爬虫简介与requests模块

一爬虫简介

概述

网络爬虫是一种按照一定规则,通过网页的链接地址来寻找网页的,从网站某一个页面(通常是首页)开始,读取网页的内容,找到网页中的其他链接地址,然后通过这些链接地址寻找下一个网页,这样一直循环下去,直到把这个网站所有的网页都抓取完为止
爬虫的价值

互联网中最有价值的便是数据
robots.txt

如果自己的门户网站中的指定页面中的数据不想让爬虫程序爬取到的话，那么则可以通过编写一个robots.txt的协议文件来约束爬虫程序的数据爬取。robots协议的编写格式可以观察淘宝网的robots（访问www.taobao.com/robots.txt即可）。但是需要注意的是，该协议只是相当于口头的协议，并没有使用相关技术进行强制管制，所以该协议是防君子不防小人。但是我们在学习爬虫阶段编写的爬虫程序可以先忽略robots协议。
爬虫流程
预备知识

http协议

requests模块

Requests是用Python语言基于urllib编写的,采用Apache2 Licensed开源协议的HTTP库,Requests它会比urllib更加方便,可以节约我们大量的工作,一句话,requests是python实现的最简单易用的HTTP库,建议爬虫使用requests库,默认安装python后,使用pip install requests 安装

requests模块支持的请求

import requests

requests.get("http://httpbin.org/get")

requests.post("http://httpbin.org/post")

requests.put("http://httpbin.org/put")

requests.delete("http://httpbin.org/delete")

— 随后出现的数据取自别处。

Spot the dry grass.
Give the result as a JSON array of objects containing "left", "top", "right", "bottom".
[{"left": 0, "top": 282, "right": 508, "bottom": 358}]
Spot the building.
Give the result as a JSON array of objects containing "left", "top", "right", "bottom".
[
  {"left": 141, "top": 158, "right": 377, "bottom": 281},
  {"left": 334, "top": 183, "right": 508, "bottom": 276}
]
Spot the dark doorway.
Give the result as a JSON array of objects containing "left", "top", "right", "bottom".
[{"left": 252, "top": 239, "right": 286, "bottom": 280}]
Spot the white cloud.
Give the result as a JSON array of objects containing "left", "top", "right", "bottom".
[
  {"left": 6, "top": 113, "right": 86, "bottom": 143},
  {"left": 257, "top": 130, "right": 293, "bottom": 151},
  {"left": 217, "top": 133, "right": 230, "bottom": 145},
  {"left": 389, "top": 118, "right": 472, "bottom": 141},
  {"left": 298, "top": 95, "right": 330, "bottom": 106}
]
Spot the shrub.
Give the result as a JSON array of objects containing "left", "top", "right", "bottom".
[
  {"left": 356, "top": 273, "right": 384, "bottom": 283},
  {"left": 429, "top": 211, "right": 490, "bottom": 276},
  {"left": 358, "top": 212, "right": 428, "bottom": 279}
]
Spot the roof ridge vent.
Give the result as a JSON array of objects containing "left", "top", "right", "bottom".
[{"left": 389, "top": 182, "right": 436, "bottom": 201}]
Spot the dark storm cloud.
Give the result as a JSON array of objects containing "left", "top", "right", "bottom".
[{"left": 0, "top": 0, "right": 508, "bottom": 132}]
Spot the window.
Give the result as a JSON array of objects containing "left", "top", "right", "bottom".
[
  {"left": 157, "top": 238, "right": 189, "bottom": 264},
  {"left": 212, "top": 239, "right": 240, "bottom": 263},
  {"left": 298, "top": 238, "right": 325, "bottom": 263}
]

requests.head("http://httpbin.org/get")

requests.options("http://httpbin.org/get")

get请求

基本请求

import requests

response = requests.get('https://www.baidu.com/')

with open('baidu.html','wb') as f:

	f.write(response.conten)

含有参数请求

import requests

response = requests(url='https://s.taoba.com/search?q='手机')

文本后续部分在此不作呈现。